M. Stanisławski: „Wiedzieliśmy, że pierwszy gol nas poniesie”
8 lutego 2022, 23:30 | Autor: KamilWe wtorkowy wieczór futsaliści Widzewa Łódź wywalczyli awans do 1/8 finału Pucharu Polski! Choć podopieczni Marcina Stanisławskiego do przerwy przegrywali z ekipą FC Toruń dwiema bramkami, w drugiej połowie zagrali niemal koncertowo i ostatecznie zwyciężyli 3:2! A co po spotkaniu powiedział grający opiekun łodzian?
Dwa stracone gole spowodowane były decyzją o wycofaniu bramkarza. Szkoleniowiec przyznał się do tego, że popełnił wtedy błąd. „Z perspektywy czasu to była zła decyzja. Przed meczem rozmawialiśmy jednak o tym, że jeśli po dziesięciu minutach będziemy odstawać od rywala, to wycofamy bramkarza. Głównie po to, żeby cierpliwiej konstruować nasze akcje. Popełniliśmy jednak zbyt dużo błędów indywidualnych. Najpierw rywal przejął piłkę po próbie Marcina, przy kolejnej sytuacji nastąpiła istna spirala pomyłek. Ja jeszcze sporo tych złych decyzji podejmę, ale gdybym jej nie podjął, to może tego żałowalibyśmy jeszcze bardziej” – zdradził na gorąco.

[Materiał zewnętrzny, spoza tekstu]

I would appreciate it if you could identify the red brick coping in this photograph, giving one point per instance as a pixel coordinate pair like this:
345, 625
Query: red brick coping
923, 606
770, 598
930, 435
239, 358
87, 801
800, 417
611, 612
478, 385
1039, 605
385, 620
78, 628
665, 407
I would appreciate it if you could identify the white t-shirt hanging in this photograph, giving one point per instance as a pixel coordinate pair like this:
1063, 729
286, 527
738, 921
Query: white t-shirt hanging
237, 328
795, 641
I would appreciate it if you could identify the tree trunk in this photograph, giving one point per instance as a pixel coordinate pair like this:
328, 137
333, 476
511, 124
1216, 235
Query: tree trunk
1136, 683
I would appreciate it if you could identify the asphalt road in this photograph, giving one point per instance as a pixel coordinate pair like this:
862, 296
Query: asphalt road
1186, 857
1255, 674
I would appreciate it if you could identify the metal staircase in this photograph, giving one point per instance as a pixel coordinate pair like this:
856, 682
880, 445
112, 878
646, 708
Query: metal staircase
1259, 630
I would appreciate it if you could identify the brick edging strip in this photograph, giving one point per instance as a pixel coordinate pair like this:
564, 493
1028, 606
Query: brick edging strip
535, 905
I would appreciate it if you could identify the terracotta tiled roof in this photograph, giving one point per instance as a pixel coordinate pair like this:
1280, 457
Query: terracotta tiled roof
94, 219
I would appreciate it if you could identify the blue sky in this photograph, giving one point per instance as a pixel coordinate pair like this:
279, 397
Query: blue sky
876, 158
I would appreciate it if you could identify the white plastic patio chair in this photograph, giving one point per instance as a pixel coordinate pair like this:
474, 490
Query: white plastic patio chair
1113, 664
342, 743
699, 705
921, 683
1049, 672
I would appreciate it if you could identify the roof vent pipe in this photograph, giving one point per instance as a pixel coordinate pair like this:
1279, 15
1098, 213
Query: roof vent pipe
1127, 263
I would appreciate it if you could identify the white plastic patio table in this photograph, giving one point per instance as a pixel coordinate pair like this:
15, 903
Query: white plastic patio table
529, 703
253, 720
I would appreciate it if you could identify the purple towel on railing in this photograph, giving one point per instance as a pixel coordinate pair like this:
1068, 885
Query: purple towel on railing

W drugiej połowie widzewiacy nie tylko zdobyli trzy bramki, ale także całkowicie zdominowali grającego w Ekstraklasie przeciwnika. Trener się tego nie spodziewał. „Inne były odległości w I lidze, inne były tutaj. Inna była agresja, doskoki i wiele innych rzeczy. Staraliśmy się do tego dostosowywać. W przerwie powiedzieliśmy sobie, że dajemy jeszcze mocniej z wątroby. Mając tylu kibiców wiedzieliśmy, że jeżeli zdobędziemy bramkę na 1:2, to ona nas poniesie. Gdybyśmy stracili na 0:3, wycofalibyśmy bramkarza. Wydarzyło się na szczęście to pierwsze. To było piękne widowisko i cieszę się głównie z tego, że uwolniliśmy ten nasz potencjał – i piłkarski, i fizyczny. Nie sądziłem, że będziemy w stanie zdominować takiego przeciwnika naszą fizycznością, ale również indywidualnościami, bo znakomite zawody zagrali Daniel, Michał czy Maks. Zwłaszcza ten ostatni dał dziś bardzo duży impuls” – przyznał w pomeczowej rozmowie.
Zwycięstwo okupione zostało bardzo dużym zmęczeniem oraz poważną kontuzją Tomasza Gąsiora. A już w sobotę łodzian czeka prestiżowy pojedynek z FC10 Zgierz. „Rezultat 0:2 w futsalu to jeszcze bardziej niebezpieczny wynik niż w piłce. Gdy strzela się gola na 1:2, zwłaszcza przy własnej publiczności, to przeciwnik zaczyna mieć bardzo trudno. Toruń grał dzisiaj na pograniczu faulu, tych przewinień powinno być więcej na naszą korzyść. Mecz był w naszym wykonaniu świetny i cieszę się, że go zagraliśmy. Niestety, przypłaciliśmy go kontuzją Tomka, ale gdybym miał wybrać taki scenariusz odwrócenia wyniku, który przypłacimy ewentualną porażką w Zgierzu, to bez wahania bym się na to zdecydował. Oczywiście do soboty się zregenerujemy i tam będziemy walczyć o pełną pulę” – mówił trener Stanisławski.
W 1/8 finału na Widzew czeka aktualny wicemistrz Polski, Constract Lubawa. To rywal z jeszcze wyższej półki. „Ten mecz będzie nagrodą za tę wygraną. Przyjedzie do nas dwukrotny wicemistrz Polski, fantastyczny zespół, który w składzie ma wielu reprezentantów Polski czy Brazylijczyków, takich jak Pedrinho, czyli chyba najlepszy gracz w historii Ekstraklasy. Dla nas to będzie jednak preludium do tego, co będzie nas czekać po awansie” – dodał szkoleniowiec.
Po czymś takim nie ma opcji, na mecz z Podkową 19-20 lutego oraz pucharowy z Lubawą kilka dni później musi być kolejna mobilizacja! Akurat idealne okazje na przetarcie gardeł tuż przed startem rundy wiosennej. :D
pokonaliśmy 4 zespół Eks. gratulacje i po awans, a w meczu z Lubawą bawmy się grą, na luzie z zaangażowaniem. Kto wie …. może będzie niespodzianka.